Vortrag mit Dr. Antje Schrupp

Vortrag mit Dr. Antje Schrupp (rechts)

Heute Abend haben wir in Frankfurt bei der Veranstaltungsreihe DenkRäume einem Vortrag von Dr. Antje Schrupp gelauscht: Affidamento – wie weibliche Freiheit entsteht. Die Vortragsreihe im EVAngelischen Frauenbegegnungszentrum ist eine lesbische, die sich an alle Frauen wendet. Dennoch liegt der Schwerpunkt beim Lesbischsein. Diesmal hatten wir eine Referentin zu Gast, die, wie sie sagte „zur Zeit heterosexuell lebt“. Das brachte interessante Aspekte in ihren Vortrag 🙂

Unter Affidamento versteht man eine Bewegung, die 1988 von den Frauen des Mailänder Frauenbuchladens ausging. Die Grundthese ist die, dass wenn Frauen sich in Abgrenzung an ihre Unterdrückung durch den Mann definieren, sie immer noch durch den Mann definiert werden. Nur wenn Frauen sich selbst über sich definieren, kann weibliche Freiheit entstehen. Ins lesbische übersetzt: Wenn Lesben sich von Männern definieren lassen, z.B. als „Männerhasserinnen“ hat das nichts mit Lesbischsein zu tun. Wenn Lesben sich selbst definieren, nämlich als Frauenliebende, kann lesbische Freiheit entstehen. Frei von der Definitionsmacht der Männer, aus sich heraus und neu.

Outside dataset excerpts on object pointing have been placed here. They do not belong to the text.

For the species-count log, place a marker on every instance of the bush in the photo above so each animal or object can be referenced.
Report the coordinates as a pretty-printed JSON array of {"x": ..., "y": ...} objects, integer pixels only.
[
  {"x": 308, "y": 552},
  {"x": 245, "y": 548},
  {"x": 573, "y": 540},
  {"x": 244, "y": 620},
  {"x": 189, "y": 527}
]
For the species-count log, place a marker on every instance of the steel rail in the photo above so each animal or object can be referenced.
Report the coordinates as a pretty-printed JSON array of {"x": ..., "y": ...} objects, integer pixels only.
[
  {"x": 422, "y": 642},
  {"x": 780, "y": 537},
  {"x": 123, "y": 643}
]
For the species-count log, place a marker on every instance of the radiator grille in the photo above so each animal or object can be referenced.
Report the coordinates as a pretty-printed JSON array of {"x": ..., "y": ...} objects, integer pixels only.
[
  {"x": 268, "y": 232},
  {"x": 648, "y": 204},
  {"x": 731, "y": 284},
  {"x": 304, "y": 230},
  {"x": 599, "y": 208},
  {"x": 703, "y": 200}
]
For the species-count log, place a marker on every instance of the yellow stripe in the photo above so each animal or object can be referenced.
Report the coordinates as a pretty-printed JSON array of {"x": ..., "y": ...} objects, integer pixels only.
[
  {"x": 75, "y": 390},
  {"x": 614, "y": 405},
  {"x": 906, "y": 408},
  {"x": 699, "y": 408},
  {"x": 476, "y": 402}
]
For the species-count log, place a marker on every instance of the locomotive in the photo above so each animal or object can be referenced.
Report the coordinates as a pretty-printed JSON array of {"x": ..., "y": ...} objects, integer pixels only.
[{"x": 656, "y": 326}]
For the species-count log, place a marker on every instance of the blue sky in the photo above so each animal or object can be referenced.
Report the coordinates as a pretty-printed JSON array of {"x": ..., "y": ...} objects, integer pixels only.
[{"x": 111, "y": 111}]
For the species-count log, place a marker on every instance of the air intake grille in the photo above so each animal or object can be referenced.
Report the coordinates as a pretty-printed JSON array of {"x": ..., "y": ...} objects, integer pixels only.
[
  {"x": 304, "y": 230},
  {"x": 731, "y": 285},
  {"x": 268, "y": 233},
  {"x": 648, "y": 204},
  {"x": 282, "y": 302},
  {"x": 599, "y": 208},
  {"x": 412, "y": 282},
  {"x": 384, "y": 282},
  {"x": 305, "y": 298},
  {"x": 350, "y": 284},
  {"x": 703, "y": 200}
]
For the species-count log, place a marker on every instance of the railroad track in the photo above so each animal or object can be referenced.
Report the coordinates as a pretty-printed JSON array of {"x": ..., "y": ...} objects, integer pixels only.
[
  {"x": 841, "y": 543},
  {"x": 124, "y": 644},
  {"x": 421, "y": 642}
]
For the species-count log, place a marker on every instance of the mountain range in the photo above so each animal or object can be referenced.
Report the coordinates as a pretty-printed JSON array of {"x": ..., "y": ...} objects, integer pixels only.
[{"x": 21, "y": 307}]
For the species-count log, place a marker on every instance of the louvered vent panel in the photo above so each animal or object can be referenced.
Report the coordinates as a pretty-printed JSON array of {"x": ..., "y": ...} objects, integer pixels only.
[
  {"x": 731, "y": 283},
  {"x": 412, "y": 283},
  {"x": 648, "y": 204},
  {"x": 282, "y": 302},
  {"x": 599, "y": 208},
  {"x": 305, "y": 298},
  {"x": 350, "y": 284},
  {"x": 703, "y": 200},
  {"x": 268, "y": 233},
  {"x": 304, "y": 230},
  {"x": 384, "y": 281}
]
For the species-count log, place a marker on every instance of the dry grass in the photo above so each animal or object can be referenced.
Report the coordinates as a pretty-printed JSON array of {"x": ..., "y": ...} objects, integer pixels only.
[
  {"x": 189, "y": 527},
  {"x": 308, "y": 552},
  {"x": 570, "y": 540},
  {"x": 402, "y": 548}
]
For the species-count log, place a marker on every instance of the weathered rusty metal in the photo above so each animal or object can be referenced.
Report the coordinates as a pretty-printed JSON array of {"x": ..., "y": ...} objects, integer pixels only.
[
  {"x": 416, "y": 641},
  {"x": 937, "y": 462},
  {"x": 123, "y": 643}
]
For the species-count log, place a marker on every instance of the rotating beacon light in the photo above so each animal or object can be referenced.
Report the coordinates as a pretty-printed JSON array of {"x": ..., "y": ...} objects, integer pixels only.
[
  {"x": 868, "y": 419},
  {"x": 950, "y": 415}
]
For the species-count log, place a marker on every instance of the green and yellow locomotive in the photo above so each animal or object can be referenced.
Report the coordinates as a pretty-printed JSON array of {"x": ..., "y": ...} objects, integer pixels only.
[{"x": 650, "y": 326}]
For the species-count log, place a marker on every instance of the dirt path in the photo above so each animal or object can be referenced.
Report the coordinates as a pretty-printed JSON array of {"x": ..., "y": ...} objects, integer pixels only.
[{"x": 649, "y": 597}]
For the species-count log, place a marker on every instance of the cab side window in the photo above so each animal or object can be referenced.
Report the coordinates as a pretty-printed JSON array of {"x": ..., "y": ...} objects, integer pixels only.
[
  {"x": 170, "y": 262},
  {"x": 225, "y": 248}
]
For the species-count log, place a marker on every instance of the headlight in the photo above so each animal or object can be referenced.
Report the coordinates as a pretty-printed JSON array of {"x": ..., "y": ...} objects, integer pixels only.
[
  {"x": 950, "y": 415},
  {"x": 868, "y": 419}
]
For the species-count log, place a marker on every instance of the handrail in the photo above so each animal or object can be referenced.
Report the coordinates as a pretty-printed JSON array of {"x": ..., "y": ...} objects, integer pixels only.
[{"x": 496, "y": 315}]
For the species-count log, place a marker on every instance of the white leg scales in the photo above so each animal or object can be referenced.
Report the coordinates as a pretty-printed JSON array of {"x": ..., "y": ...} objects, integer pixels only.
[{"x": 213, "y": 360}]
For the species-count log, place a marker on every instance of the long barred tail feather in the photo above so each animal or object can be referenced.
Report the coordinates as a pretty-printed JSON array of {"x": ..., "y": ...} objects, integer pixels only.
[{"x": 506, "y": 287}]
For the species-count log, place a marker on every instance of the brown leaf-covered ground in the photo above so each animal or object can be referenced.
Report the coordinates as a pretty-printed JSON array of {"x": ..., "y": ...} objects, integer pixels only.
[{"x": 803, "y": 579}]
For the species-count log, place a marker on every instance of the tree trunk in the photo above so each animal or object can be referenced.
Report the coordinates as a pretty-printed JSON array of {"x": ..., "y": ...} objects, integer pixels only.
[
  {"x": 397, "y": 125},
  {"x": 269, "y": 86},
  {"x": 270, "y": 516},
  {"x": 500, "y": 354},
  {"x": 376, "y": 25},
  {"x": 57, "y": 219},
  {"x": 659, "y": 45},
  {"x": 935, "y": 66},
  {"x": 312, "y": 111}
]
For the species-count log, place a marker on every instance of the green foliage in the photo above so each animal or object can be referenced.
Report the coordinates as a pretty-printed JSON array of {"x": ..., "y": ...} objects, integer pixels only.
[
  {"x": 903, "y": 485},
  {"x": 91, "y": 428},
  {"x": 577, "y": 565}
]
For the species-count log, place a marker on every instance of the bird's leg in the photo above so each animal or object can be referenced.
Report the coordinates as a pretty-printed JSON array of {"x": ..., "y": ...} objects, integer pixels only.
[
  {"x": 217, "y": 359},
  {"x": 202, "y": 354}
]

Losgelöst von der patriarchalen Herrschaft sind Frauen in dem Moment Feministinnen, in dem sie in Beziehung zueinander treten. Eine Frau möchte von einer anderen wissen, was diese *denkt*, sie interessiert sich wirklich für die andere. Nicht indem eine Frau männliche Verhaltensweisen kopiert wie Networking, Machtstreben oder Geld haben wollen, wird sie feministisch, sondern indem sie sich ihr gegenüber vertrauensvoll äußert, mit ihr um ihre politischen Positionen streitet, ihr Begehren kundtut,  z.B. hre Autorität zu nutzen, um sich vernünftiges Feedback zu einem gerade geschriebenen Artikel zu holen.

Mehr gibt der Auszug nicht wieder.